Lo confieso. En ocasiones, veo Sálvame y Sálvame Deluxe. Alguien podría decir que es un despropósito, pero mi manera de mirar el mundo, además de embaucadora, es imbécil. Y a veces necesito ser imbécil, sacar el mamífero que llevo dentro y contemplar cómo la decadencia del mundo se compensa con anuncios de pastillas adelgazantes y con el colchón de tres capas de Lo Monaco.
Soy fan de Kiko Hernández y de Kiko Matamoros, porque hay en ellos más de una cosa que envidio, por ejemplo, la seriedad con la que se adaptan a lo baladí, a la riña de patio, al don incómodo, pero adictivo, de la verdulera y la pregonera de barrio. A veces, después de repasar a René Char o alguna de esas novelitas fustigadoras de Kadaré, me acomodo en mi sofá de segunda mano, comprado en Muebles Anticrisis por cien euros, y lo paso bomba. Porque no soy yo en realidad. O sí soy yo, el hombre estético conjugado con el hombre necio, con ese imbécil que mira el niño de la salchipapa en Youtube a escondidas, antes de sumergirme en un cuento oriental que parafraseó Thomas Mann.

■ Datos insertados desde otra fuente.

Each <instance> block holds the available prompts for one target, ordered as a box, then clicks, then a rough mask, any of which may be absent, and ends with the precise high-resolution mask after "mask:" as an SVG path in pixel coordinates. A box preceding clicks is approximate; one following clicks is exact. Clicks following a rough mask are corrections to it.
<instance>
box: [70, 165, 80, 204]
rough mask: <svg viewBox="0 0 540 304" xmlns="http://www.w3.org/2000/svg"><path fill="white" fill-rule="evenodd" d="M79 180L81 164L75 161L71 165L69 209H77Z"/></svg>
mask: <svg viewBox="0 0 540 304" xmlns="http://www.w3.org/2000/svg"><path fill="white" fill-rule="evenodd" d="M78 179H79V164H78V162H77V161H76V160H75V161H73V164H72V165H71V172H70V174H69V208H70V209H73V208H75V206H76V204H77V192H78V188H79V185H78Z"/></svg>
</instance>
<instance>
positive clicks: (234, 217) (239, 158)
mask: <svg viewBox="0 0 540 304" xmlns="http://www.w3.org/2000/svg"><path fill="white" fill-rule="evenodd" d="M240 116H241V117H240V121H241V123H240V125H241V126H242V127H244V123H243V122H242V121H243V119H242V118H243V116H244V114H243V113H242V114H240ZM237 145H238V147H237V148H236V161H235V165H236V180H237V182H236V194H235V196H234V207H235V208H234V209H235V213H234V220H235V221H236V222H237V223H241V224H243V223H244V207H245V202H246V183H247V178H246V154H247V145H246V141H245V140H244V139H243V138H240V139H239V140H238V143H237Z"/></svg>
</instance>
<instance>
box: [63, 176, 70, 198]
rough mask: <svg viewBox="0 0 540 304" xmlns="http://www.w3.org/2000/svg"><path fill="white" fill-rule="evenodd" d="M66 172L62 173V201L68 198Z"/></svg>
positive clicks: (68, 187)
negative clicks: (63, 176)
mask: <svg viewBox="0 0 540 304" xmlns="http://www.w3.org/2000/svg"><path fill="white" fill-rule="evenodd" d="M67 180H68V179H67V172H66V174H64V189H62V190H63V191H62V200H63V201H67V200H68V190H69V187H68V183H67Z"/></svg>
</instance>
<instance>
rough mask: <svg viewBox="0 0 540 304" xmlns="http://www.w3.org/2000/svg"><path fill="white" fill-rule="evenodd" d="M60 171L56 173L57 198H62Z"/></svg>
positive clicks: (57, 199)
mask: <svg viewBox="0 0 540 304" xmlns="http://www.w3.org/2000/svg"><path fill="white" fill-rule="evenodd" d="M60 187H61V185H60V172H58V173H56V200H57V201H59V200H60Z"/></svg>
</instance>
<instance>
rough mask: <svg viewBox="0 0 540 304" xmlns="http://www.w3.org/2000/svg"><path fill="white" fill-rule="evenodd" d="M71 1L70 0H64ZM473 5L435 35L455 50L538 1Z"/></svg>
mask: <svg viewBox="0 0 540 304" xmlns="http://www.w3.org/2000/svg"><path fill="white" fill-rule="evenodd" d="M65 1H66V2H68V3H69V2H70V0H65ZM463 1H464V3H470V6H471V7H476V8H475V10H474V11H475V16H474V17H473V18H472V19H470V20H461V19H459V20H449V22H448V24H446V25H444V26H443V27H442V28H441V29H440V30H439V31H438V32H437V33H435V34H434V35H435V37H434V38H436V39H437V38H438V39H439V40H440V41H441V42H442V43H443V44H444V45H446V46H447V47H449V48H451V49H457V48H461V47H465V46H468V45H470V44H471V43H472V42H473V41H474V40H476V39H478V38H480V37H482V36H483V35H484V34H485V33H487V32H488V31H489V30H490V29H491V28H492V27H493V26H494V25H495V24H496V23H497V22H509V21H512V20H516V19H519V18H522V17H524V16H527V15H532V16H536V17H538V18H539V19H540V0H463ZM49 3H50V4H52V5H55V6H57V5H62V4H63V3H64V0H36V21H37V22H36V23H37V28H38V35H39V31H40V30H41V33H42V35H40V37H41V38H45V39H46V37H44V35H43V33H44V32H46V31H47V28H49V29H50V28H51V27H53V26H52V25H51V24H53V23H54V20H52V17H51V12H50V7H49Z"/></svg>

Es ridículo no ver Sálvame en estos tiempos donde la literatura es políticamente correcta y nuestros ministros toman té con imputados, tiempos donde hay más greguería y pasión en el verbo de Belén Esteban que en algunos profesores de Universidad que campean por sus dominios como grises funcionarios que fuman y fuman para que el tiempo no los desgaste.